Financer sa Franchise de Restauration

Plan de financement d'une franchise de restauration : documents bancaires, calculatrice et burger vegan Green Farmer's

Comment financer sa franchise de restauration : apport, prêt bancaire et aides en 2026

Trouver le bon concept est une étape. La financer en est une autre — et c’est souvent celle qui fait caler un projet par ailleurs solide. Dans notre guide sur le choix d’une franchise de restauration, nous évoquions les grandes masses budgétaires : apport, investissement global, frais annexes. Ici, on descend d’un cran : comment on finance concrètement l’écart entre ce qu’on a et ce qu’il faut réunir, sans se ruiner en intérêts ni brader ses garanties personnelles.

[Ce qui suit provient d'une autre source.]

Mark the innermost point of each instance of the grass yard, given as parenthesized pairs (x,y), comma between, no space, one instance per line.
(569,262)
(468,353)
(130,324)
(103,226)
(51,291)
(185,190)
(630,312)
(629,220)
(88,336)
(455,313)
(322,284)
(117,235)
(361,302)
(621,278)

Le plan de financement : de quoi parle-t-on vraiment

Un plan de financement répond à une question simple : d’où vient chaque euro du projet ? Il se lit en deux colonnes. D’un côté, les besoins : le montant total à réunir pour ouvrir (travaux, équipement, stock de départ, trésorerie de lancement). De l’autre, les ressources : apport personnel, emprunt bancaire, prêts complémentaires, garanties mobilisées.

Chez Green Farmer’s, à titre d’exemple concret, l’investissement global se situe entre 100 000 € et 250 000 € selon la surface et la localisation. L’apport personnel demandé se situe généralement entre 30 000 € et 50 000 €. Le calcul qui compte n’est pas l’apport en valeur absolue, mais l’écart qu’il reste à financer : entre 70 000 € et 200 000 € selon les projets. C’est cet écart que les outils présentés plus bas permettent de combler.

Une précision utile ici : que vous ouvriez sous un contrat de franchise classique ou sous une licence de marque comme c’est le cas chez Green Farmer’s, les mécanismes de financement ci-dessous fonctionnent exactement de la même façon. Les banques et les organismes de garantie ne distinguent pas les deux régimes. Ils regardent le projet, le porteur et le dossier.

Un point qu’on lit rarement noir sur blanc : l’absence de droit d’entrée et de royalties allège la charge récurrente que la banque doit intégrer dans son calcul de remboursement. Ça peut faciliter l’octroi du prêt. Mais ça ne change rien au montant à réunir le jour de l’ouverture : les travaux, la cuisine, le mobilier et le stock coûtent le même prix, royalties ou pas.

L’apport personnel : la brique qui conditionne tout le reste

Les banques demandent en général un apport représentant 20 à 30 % du montant total du projet. Ce n’est pas arbitraire : c’est la preuve que le porteur de projet engage lui-même du capital avant de demander à un tiers d’en prendre. Un dossier sans apport, même avec un excellent concept, part avec un handicap sérieux face à un chargé d’affaires.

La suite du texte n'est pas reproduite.